En ce second dimanche de carême, la première lecture nous présente une situation dramatique, émouvante, qui en même temps fascine et fait peur. Il s'agit du sacrifice de notre père dans la foi, Abraham. Il offre en sacrifice sans condition son fils bien-aimé, Isaac. Notre méditation sera focalisée sur cet épisode, sans pour autant délaisser l'évangile sur la transfiguration de Jésus.
Qui est Isaac en moi que j'aime et que le Seigneur me demande d'offrir en sacrifice?
1. LE SACRIFICE D'ABRAHAM.
Dieu appelle par son nom Abraham qui, en reconnaissant la voix, répond sans détour: Me voici! Il n'est pas assez aisé de reconnaître la voix de Dieu dans la multiplicité des voix du monde. Abraham représente l'homme du discernement, l'homme en attente qui fait attention pour percevoir les traces de Dieu qui passe. Quel est le contenu du message? Humainement parlant, ce n'est pas une bonne nouvelle. Dieu met à l'épreuve Abraham. Pour Abraham, il était facile de quitter son pays d'origine où il jouissait de la sécurité familiale, économique et sociale, pour devenir étranger dans un autre pays. Cette fois-ci, Dieu demande ce qui est humainement impossible, l'ordre de sacrifier un fils unique. Ce qui a toujours caractérisé Abraham est l'obéissance sans condition à Dieu.
Devant cette situation, Abraham est prêt à sacrifier Isaac. Arrivé sur la montagne de l'holocauste, "le fou de Dieu" bâtit l'autel, disposa du bois, lia son Fils et le mit sur l'autel, par-dessus le bois, saisit le couteau pour immoler son fils".
La parole "ligature" en hébreux "Aqēdah" signifie la façon de lier l'agneau à sacrifier. Le verbe "religare" signifie lier de nouveau. Abraham est lié avant tout à Dieu avant de lier sur le bois son fils, ce qui anticipe déjà la ligature du fils de Dieu sur le bois de la croix, non avec la corde, mais avec des clous. Pourquoi cette obéissance sans condition aux exigences de Dieu?
Ce sacrifice d'Abraham est avant tout un acte d'amour et de liberté. Qui aime Dieu d'un coeur sans partage offre à lui ce qu'il a de précieux et d'unique.

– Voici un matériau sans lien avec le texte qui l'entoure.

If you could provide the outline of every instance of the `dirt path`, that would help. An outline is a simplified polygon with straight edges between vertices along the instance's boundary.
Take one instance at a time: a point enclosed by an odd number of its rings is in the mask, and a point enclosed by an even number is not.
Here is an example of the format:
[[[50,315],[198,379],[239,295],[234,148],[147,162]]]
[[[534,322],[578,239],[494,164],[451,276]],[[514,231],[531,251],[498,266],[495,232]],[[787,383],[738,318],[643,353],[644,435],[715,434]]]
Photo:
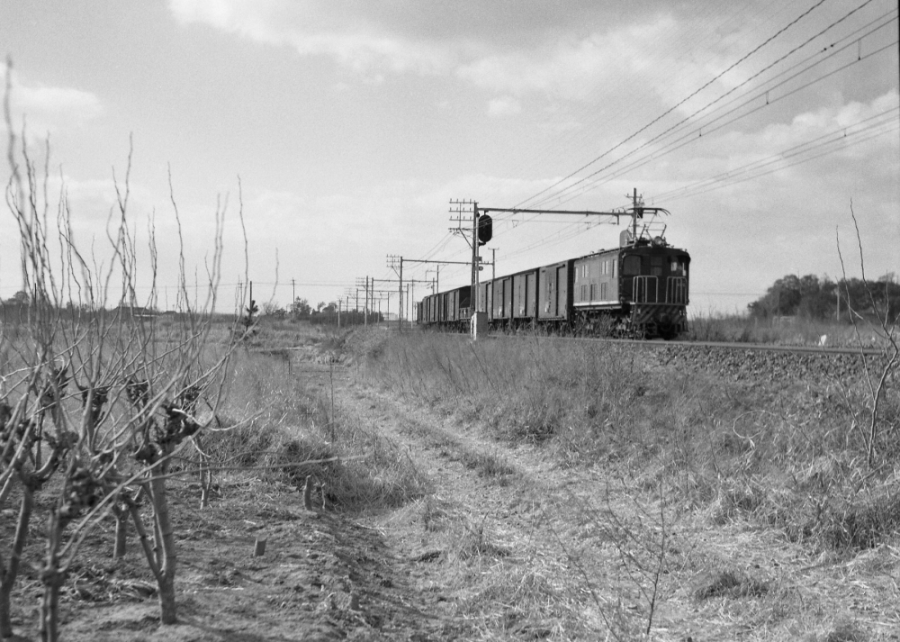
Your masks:
[[[104,522],[64,592],[64,638],[634,640],[649,627],[661,641],[900,639],[896,547],[816,555],[778,529],[661,501],[664,471],[565,467],[549,445],[493,440],[353,368],[334,380],[342,420],[399,445],[433,493],[347,515],[304,510],[285,484],[223,477],[201,511],[196,484],[173,484],[179,623],[158,626],[139,551],[109,559]],[[0,538],[13,518],[3,511]],[[40,538],[30,546],[37,559]],[[39,637],[40,594],[26,568],[19,639]]]
[[[655,497],[648,471],[561,467],[544,447],[358,381],[339,396],[434,483],[432,497],[366,520],[428,597],[433,639],[900,639],[893,548],[842,559],[778,530],[711,528]]]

Abraham exprime ses dispositions intérieures du don de soi, d'amour total. Pour lui, Dieu seul suffit. Abraham nous aide à mettre notre espoir dans le Seigneur avec les paroles de saint Paul de la deuxième lecture: "Si Dieu est pour nous, qui sera contre nous. Il n'a pas épargné son propre Fils, mais il l'a livré pour nous tous: comment pourrait-il, avec lui, ne pas nous donner tout"?

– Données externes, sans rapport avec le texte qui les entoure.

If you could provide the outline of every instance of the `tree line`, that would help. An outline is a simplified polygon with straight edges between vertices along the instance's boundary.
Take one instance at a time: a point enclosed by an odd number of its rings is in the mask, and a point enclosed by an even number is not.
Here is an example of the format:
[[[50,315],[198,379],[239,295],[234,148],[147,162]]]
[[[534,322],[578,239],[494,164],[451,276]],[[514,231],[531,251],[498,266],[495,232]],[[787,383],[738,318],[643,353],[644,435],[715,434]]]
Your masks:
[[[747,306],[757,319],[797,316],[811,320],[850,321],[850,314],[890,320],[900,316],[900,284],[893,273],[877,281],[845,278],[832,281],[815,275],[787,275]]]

2. LE CRI INTÉRIEUR D'ISAAC RENCONTRE LA VOIX DE DIEU
Selon Kierkegaard, dans son oeuvre "Les étapes de la vie", la foi sans être absurde est paradoxale. Sur le plan moral, on peut dire avec Kant que Abraham a violé la loi morale qui défend la sacralité de la vie. La loi morale au fond du coeur interdit de tuer. Mais, la morale est inférieure à la foi qui est le couronnement de la vie. La foi est considérée selon Kierkegaard comme le saut de qualité, tandis que pour Blaise Pascal, elle est le saut dans le vide. La morale est la transition entre la vie basse du divertissement et la foi totale en Dieu.

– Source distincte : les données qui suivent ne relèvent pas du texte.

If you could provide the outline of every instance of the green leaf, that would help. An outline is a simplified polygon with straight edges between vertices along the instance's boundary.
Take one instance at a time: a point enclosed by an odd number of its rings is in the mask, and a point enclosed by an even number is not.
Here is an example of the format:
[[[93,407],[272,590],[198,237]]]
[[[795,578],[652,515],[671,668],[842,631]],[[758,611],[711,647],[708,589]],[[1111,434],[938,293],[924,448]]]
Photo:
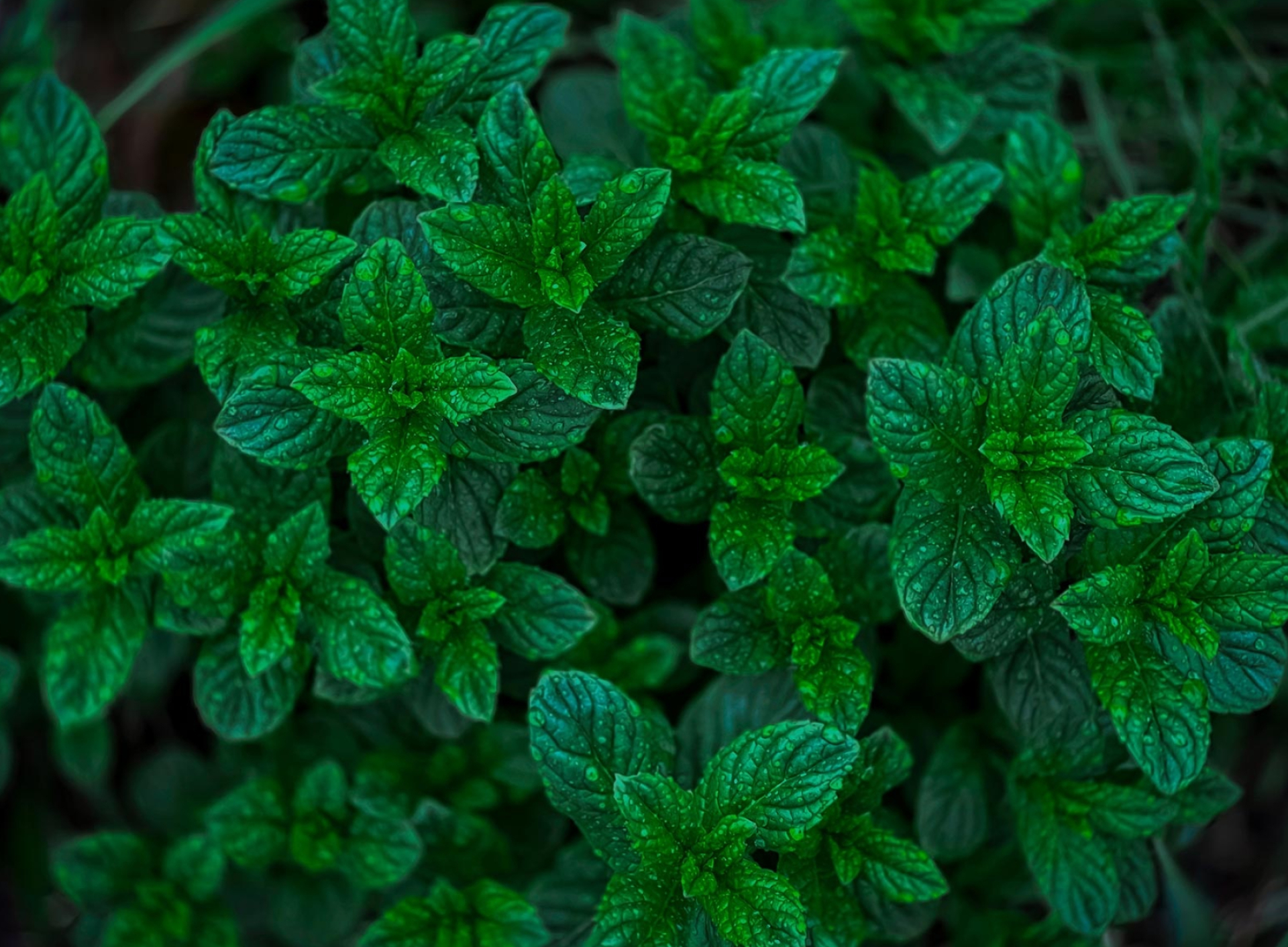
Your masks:
[[[987,468],[984,481],[993,505],[1037,553],[1052,562],[1064,549],[1073,526],[1073,502],[1065,496],[1064,477],[1051,470],[999,470]]]
[[[0,546],[0,579],[32,591],[84,591],[102,582],[88,530],[50,526]]]
[[[829,338],[826,309],[799,296],[784,282],[790,247],[768,231],[739,232],[738,250],[752,263],[747,289],[721,326],[721,335],[747,331],[768,341],[795,366],[817,367]]]
[[[300,593],[279,576],[263,580],[241,613],[241,658],[252,678],[281,661],[295,644]]]
[[[365,889],[398,884],[412,872],[424,850],[410,822],[367,813],[354,817],[345,843],[340,870]]]
[[[332,678],[386,688],[415,675],[411,643],[393,609],[362,580],[339,572],[316,579],[304,597],[318,662]]]
[[[166,849],[162,874],[194,901],[209,901],[224,880],[224,853],[209,835],[187,835]]]
[[[750,819],[765,845],[804,837],[836,800],[859,746],[820,723],[779,723],[743,733],[711,758],[697,794],[708,830],[729,816]]]
[[[1002,173],[987,161],[953,161],[907,182],[899,195],[908,227],[945,246],[993,200]]]
[[[609,280],[643,244],[671,193],[671,173],[641,167],[609,180],[599,189],[582,224],[581,260],[595,283]]]
[[[1070,251],[1087,271],[1131,265],[1168,236],[1194,204],[1194,195],[1139,195],[1110,204],[1073,238]]]
[[[1146,839],[1176,816],[1176,805],[1146,786],[1117,782],[1061,782],[1061,805],[1086,812],[1092,828],[1119,839]]]
[[[1163,345],[1122,296],[1091,290],[1091,362],[1123,394],[1149,401],[1163,374]]]
[[[631,442],[631,483],[663,519],[699,523],[720,493],[715,439],[702,417],[676,415]]]
[[[796,685],[805,706],[846,733],[855,733],[863,725],[872,703],[875,674],[854,643],[858,630],[849,618],[831,616],[818,622],[811,633],[823,631],[826,640],[792,649]]]
[[[304,688],[308,651],[296,644],[277,664],[251,676],[236,635],[201,647],[192,674],[192,698],[202,722],[223,740],[259,740],[285,723]]]
[[[721,595],[698,612],[689,656],[724,674],[762,674],[787,662],[788,648],[759,588]]]
[[[774,49],[743,70],[738,88],[751,91],[751,116],[733,147],[760,160],[775,158],[827,94],[844,58],[838,49]]]
[[[380,143],[380,158],[412,191],[440,201],[468,201],[479,177],[470,128],[455,116],[425,119]]]
[[[1282,631],[1221,631],[1216,657],[1204,658],[1175,635],[1158,635],[1163,656],[1186,674],[1198,674],[1213,714],[1251,714],[1279,692],[1288,662]]]
[[[613,780],[613,804],[645,870],[676,871],[698,819],[693,792],[668,776],[620,774]]]
[[[420,222],[434,253],[470,286],[524,308],[546,301],[532,255],[532,228],[509,209],[453,204],[421,214]]]
[[[484,463],[520,464],[550,460],[581,443],[598,408],[565,394],[528,362],[502,359],[500,366],[514,383],[514,396],[478,417],[447,421],[444,450]]]
[[[1118,907],[1109,845],[1086,817],[1060,812],[1045,787],[1025,792],[1016,816],[1020,847],[1042,894],[1069,928],[1099,935]]]
[[[701,177],[681,179],[679,193],[721,223],[805,233],[805,204],[796,182],[766,161],[726,157]]]
[[[711,509],[711,559],[734,590],[768,576],[793,536],[784,502],[735,497]]]
[[[465,716],[492,719],[501,688],[501,657],[482,625],[457,627],[437,647],[434,683]]]
[[[63,727],[98,716],[125,687],[148,617],[131,589],[94,591],[64,608],[45,638],[45,701]]]
[[[1006,189],[1015,236],[1038,247],[1065,229],[1082,200],[1082,165],[1073,138],[1039,112],[1016,116],[1006,135]]]
[[[732,246],[693,233],[654,236],[601,291],[601,303],[647,329],[693,341],[733,312],[751,260]]]
[[[738,496],[800,502],[822,493],[844,469],[818,445],[784,450],[774,443],[762,454],[738,447],[720,463],[720,477]]]
[[[265,106],[237,119],[215,144],[210,173],[265,201],[303,204],[362,173],[380,137],[326,106]]]
[[[153,867],[139,836],[97,832],[59,845],[53,853],[53,871],[58,886],[77,904],[103,908],[128,901]]]
[[[0,405],[53,379],[85,343],[80,309],[23,309],[0,316]]]
[[[267,867],[286,849],[286,796],[276,780],[250,780],[206,809],[205,825],[233,862]]]
[[[984,620],[1019,568],[1019,550],[992,508],[905,492],[895,508],[890,566],[908,621],[945,642]]]
[[[979,389],[923,362],[875,358],[868,371],[868,426],[891,473],[944,500],[974,492],[984,439]]]
[[[980,756],[979,741],[958,724],[926,764],[917,787],[917,837],[934,858],[966,858],[988,837],[988,769]]]
[[[443,532],[471,573],[486,572],[505,551],[495,533],[497,508],[515,469],[452,457],[447,473],[416,510],[416,522]]]
[[[489,9],[474,36],[479,49],[444,94],[440,108],[466,119],[479,116],[487,100],[511,82],[532,85],[564,43],[568,14],[547,4],[498,4]]]
[[[934,901],[948,893],[948,883],[917,844],[902,839],[872,816],[846,819],[828,836],[832,863],[842,884],[862,879],[895,903]]]
[[[1078,387],[1078,357],[1054,309],[1029,322],[1002,356],[988,403],[989,430],[1059,430]]]
[[[719,443],[737,442],[762,450],[772,443],[796,442],[805,397],[782,356],[742,331],[716,367],[711,415]]]
[[[583,671],[546,671],[532,692],[528,723],[551,805],[577,823],[614,871],[634,865],[613,785],[620,776],[665,765],[663,734],[635,701]]]
[[[488,622],[492,634],[529,660],[558,657],[595,625],[595,612],[580,591],[535,566],[498,563],[484,582],[506,600]]]
[[[359,947],[422,944],[505,944],[544,947],[549,941],[537,911],[496,881],[483,879],[456,890],[439,879],[424,898],[404,898],[385,911],[358,941]]]
[[[1117,644],[1140,638],[1149,616],[1136,607],[1145,595],[1145,572],[1139,566],[1115,566],[1074,582],[1051,603],[1083,640]]]
[[[614,52],[622,103],[632,125],[658,140],[697,130],[710,94],[684,43],[657,23],[626,12],[617,26]]]
[[[804,947],[805,910],[782,875],[739,858],[699,898],[712,924],[730,943]]]
[[[505,488],[496,509],[496,532],[524,549],[558,540],[567,526],[565,497],[538,470],[524,470]]]
[[[167,267],[121,305],[90,313],[93,330],[76,372],[106,390],[161,381],[193,359],[193,335],[219,320],[223,305],[222,292]],[[76,311],[49,313],[44,330],[49,341],[58,345],[61,326],[76,325],[80,317]]]
[[[434,304],[403,245],[381,237],[353,267],[340,303],[344,338],[352,345],[393,359],[399,349],[413,356],[438,350],[433,335]]]
[[[621,410],[635,389],[640,339],[595,300],[581,312],[559,305],[531,309],[523,340],[537,371],[592,407]]]
[[[0,115],[0,183],[17,191],[44,173],[61,213],[59,236],[98,220],[107,198],[107,148],[93,116],[53,73],[27,82]]]
[[[153,220],[112,218],[68,244],[59,256],[59,305],[113,307],[161,272],[170,258]]]
[[[1194,448],[1153,417],[1110,408],[1079,411],[1070,421],[1091,454],[1069,469],[1069,496],[1096,526],[1157,523],[1217,488]]]
[[[976,381],[990,384],[1006,350],[1047,309],[1055,311],[1069,332],[1073,350],[1084,352],[1091,340],[1086,287],[1068,269],[1033,262],[1002,273],[962,317],[948,347],[948,363]]]
[[[1088,644],[1091,684],[1132,759],[1171,795],[1203,769],[1212,724],[1207,688],[1146,642]]]
[[[84,519],[95,509],[126,518],[144,493],[120,433],[75,388],[45,388],[31,415],[28,439],[41,490]]]
[[[291,388],[312,363],[308,353],[282,353],[242,376],[215,419],[215,433],[263,464],[294,470],[343,452],[353,425]]]
[[[564,542],[568,568],[586,591],[611,606],[638,606],[653,582],[653,533],[631,504],[612,509],[608,532],[572,530]]]
[[[971,130],[985,108],[984,97],[962,88],[944,68],[916,70],[887,66],[875,73],[895,107],[914,129],[944,155]]]
[[[487,103],[479,119],[479,148],[487,182],[504,202],[524,210],[537,191],[559,173],[559,158],[528,104],[522,86],[511,84]]]
[[[429,496],[446,468],[433,426],[415,414],[376,421],[367,442],[349,455],[353,486],[386,530]]]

Kierkegaard contre le rationalisme de Kant, met en scène l'événement du sacrifice d'Abraham, dans son livre intitulé, "Crainte et tremblement".
Kierkegaard interprète ce que la Bible ne dit pas, c'est-à-dire le dialogue entre Abraham et son fils lors voyage étrange. Isaac obéit au Père, mais ignore son sort. Il sait qu'il va participer au culte religieux du sacrifice, mais l'agneau du sacrifice est absent. Kierkegaard dit que Abraham changeait de visage au fur et à mesure qu'ils s'approchaient de la montagne du sacrifice. Il passait de l'humanité à l'animalité dans la manière de traiter son fils et la peur enveloppait Isaac. Il pose la question à son père: mais où est l'agneau pour l'holocauste? Cette question déchire le coeur d'Abraham qui lui répond: "Dieu pourvoira mon fils".
Après la préparation de l'autel, Kierkegaard traduit la souffrance d'Abraham quand il prend le couteau, en cette profession de foi: "Je préfère paraître un monstre devant toi mon fils, que perdre la foi en Dieu". Le philosophe danois interprète aussi le cri intérieur d'Isaac en cette belle prière: "Dieu d'Abraham, Dieu d'Isaac, puisque je n'ai pas de père sur cette terre, sois toi-même mon Père".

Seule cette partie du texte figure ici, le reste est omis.